# Lab 3
## More EDA: improving expertise in loading, cleaning, and analyzing data

The objective of Lab 3 is for you to become more proficient in obtaining and working with different types of data. A particular emphasis will be on dealing with text data.

This lab assignment will have 3 components. 

## Lab 3.A. Complete tutorials from Harvard's CS109 Lab 1

Go to https://github.com/cs109/2015lab1 and download the following files in your local Lab3 directory:
- https://github.com/cs109/2015lab1/blob/master/all.csv
- https://github.com/cs109/2015lab1/blob/master/hamlet.txt

We are going to go through the *Lab1-babypython.ipynb* and *Lab1-pythonpandas.ipynb*. The orginal Python notebooks were written in Python 2. We converted the notebooks into Python 3, which can be downloaded from here"

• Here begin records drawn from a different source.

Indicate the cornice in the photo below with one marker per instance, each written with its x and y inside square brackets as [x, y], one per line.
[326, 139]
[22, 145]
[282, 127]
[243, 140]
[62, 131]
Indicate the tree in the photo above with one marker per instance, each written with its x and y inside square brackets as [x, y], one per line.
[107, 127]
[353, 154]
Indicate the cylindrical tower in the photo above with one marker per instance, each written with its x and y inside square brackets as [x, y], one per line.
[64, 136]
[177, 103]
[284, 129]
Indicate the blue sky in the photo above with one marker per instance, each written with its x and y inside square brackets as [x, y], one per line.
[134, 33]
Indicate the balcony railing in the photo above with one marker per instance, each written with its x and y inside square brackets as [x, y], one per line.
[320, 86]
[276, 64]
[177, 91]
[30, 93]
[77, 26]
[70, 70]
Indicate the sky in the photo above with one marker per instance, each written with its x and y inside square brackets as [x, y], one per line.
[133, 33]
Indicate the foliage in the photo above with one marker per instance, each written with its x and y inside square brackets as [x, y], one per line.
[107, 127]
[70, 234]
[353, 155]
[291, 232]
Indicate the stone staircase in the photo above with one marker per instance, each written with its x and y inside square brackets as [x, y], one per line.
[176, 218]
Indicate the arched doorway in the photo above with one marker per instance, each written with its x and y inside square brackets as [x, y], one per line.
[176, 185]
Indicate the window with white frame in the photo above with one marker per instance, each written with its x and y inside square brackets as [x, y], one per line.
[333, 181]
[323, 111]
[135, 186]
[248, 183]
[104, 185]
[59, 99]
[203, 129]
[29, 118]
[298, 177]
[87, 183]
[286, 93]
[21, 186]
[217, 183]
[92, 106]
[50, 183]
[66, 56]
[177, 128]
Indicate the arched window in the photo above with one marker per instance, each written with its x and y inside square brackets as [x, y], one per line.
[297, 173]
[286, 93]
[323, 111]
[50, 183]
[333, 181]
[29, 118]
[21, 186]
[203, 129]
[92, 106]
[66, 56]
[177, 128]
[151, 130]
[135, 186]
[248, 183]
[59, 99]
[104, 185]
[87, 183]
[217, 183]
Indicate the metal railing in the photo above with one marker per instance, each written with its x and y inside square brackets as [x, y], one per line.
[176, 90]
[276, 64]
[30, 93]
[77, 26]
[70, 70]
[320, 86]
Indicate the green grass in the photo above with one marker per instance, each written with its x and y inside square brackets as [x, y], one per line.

- https://github.com/CIS3715-temple-2019/CIS3715-temple-2019.github.io/blob/master/CIS3715-Lab3.A-babypython_py3.ipynb
- https://github.com/CIS3715-temple-2019/CIS3715-temple-2019.github.io/blob/master/CIS3715-Lab3.A-pythonpandas_py3.ipynb

Study all the code and run every block of code from the *babypython* tutorial. It covers many of the things you already learned in your Labs 1 and 2, so it is a good refresher. However, there are some new things. In particular, you will learn how to load a pure textual file and process it to find counts of all the unique words (also called the tokens) in the text.

Study all the code and run every block of code from the *pythonpandas* tutorial. Again, you will find there many things you already know. However, the novelty here is in processing and analysis of a slightly messy tabular data than was the case with the *Auto MPG data*.



**Deliverable**: submit the two .ipynb files after you have run all the lines of code. We will appreciate if we see that you put some extra effort, such as trying to modify existing code, enter new lines of code, or provide comments in the text. Make sure any modifications are easily visible by us for the grading purposes.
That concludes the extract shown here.